Questa strada ha tante derivate, molto difficili, ma colpisce che in queste ore si sia tornato a sentire anche la voce dei comunisti, un po’ astorica, ma che ricorda che anche loro erano nel processo rivoluzionario che Khomeini zittì.
46 anni dopo la caduta di suo padre, Reza Pahlavi ha scritto su X “il momento è venuto”. Questo convince chi oppone Farah Diba alle donne obbligate ad avvolgersi nello chador. Ma il suo caso esiste? Emerge un problema, che richiederebbe a Reza Pahlavi di rientrare.
Un elemento forte della scenografia allestita ad Ankara per l’operazione siriana stava nella presenza in quell’inferno, da anni, del simbolo da loro prescelto, al-al-Sharaa. Il “regime change” è riuscito anche per questo: il passato rivoluzionario siriano, dal 2011, è stato - impropriamente o in sfregio alla storia - riversato su al-Sharaa, che però in quegli anni era lì.

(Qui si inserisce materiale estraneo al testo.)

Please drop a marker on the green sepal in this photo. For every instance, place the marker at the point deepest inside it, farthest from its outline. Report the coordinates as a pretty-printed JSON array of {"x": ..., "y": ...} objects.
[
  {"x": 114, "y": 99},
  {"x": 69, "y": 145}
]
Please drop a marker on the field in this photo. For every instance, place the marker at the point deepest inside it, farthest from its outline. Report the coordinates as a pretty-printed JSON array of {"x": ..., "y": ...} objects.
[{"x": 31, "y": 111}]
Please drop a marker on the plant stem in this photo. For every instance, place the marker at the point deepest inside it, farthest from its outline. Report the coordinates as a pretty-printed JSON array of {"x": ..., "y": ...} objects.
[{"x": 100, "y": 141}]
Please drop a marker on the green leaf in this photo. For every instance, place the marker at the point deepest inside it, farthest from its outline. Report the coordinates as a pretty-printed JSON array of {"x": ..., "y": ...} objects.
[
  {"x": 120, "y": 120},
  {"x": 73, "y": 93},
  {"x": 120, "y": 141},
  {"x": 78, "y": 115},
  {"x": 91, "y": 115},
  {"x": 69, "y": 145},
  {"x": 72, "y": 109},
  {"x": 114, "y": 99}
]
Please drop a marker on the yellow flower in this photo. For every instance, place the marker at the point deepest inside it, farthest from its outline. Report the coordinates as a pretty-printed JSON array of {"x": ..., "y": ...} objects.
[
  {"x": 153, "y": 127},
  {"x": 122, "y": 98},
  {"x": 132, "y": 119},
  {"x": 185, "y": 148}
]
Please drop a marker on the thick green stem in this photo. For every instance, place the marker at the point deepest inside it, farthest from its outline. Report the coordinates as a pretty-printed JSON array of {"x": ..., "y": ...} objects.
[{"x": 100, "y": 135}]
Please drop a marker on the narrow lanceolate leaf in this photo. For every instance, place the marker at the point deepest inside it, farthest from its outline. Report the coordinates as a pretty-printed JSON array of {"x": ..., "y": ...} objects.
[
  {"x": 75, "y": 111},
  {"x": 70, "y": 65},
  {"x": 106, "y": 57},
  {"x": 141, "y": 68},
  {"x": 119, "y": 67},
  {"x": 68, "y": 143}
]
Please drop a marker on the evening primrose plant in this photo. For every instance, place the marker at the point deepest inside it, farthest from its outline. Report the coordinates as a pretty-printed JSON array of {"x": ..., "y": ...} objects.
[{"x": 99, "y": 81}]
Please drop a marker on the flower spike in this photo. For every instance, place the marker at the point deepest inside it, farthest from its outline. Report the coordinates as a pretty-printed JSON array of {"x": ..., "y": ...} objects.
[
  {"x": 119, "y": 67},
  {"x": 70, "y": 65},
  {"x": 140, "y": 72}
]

Da quando si è autoproclamato imperatore nel 1980, Reza Pahlavi ha scritto dall’estero appelli efficaci, “scegliere la democrazia e non le bombe”, o “sta finendo la Repubblica islamica”. Sono opzioni che condividono in tanti, non solo qui, direi soprattutto in Iran. Nella diaspora iraniana poi non sono pochi a vederlo come bandiera di un’alternativa possibile, concreta.
Ma oggi Reza Pahlavi in Iran ancora non c’è e il protrarsi della guerra sembra dire che non emerga un fronte di piazza che lo invochi, come fu con Khomeini. Due esiliati, certamente, ma la storia oggi corre: il tempo e l’attesa pesano in un giorno come se si trattasse di anni.
Parlare dell’ipotesi Pahlavi ha senso se oltre al fatto simbolico si ricorda la storia.
I secolarizzati con l’ultimo Shah furono tali, favorirono il welfare, ma anche la caduta del governo di Mohammad Mossadegh che voleva la democrazia e la rinuncia coloniale al petrolio iraniano: cadde per il golpe del 1953, un “regime change” riuscito e nel quale gli USA svolsero un ruolo.
Lì i Pahlavi persero molto, arrivò l’involuzione: la creazione del partito unico Rastakhiz, nel 1975, la polizia segreta: si parlò di un nuovo nazionalismo persiano.
Oggi occorre pensare anche all’idea di futuro degli arabi nel Khuzestan, dei baluci nel Sistan-Baluchistan, dei curdi nel Kurdistan, degli azeri nell'Azerbaijan orientale e occidentale e dei turcomanni nella regione di Khorasan. E siamo a uno schematismo molto semplice.
Uno dei problemi più rilevanti che in Siria Ahmad al-Sharaa si è trovato a fronteggiare e che non ha ancora risolto, è proprio questo: unire allo Stato e nello Stato alawiti, curdi, drusi, anche loro con zone di controllo, oltre che diffusi sul territorio. È, a pensarci bene, il rischio che da tempo incombe anche sul Libano.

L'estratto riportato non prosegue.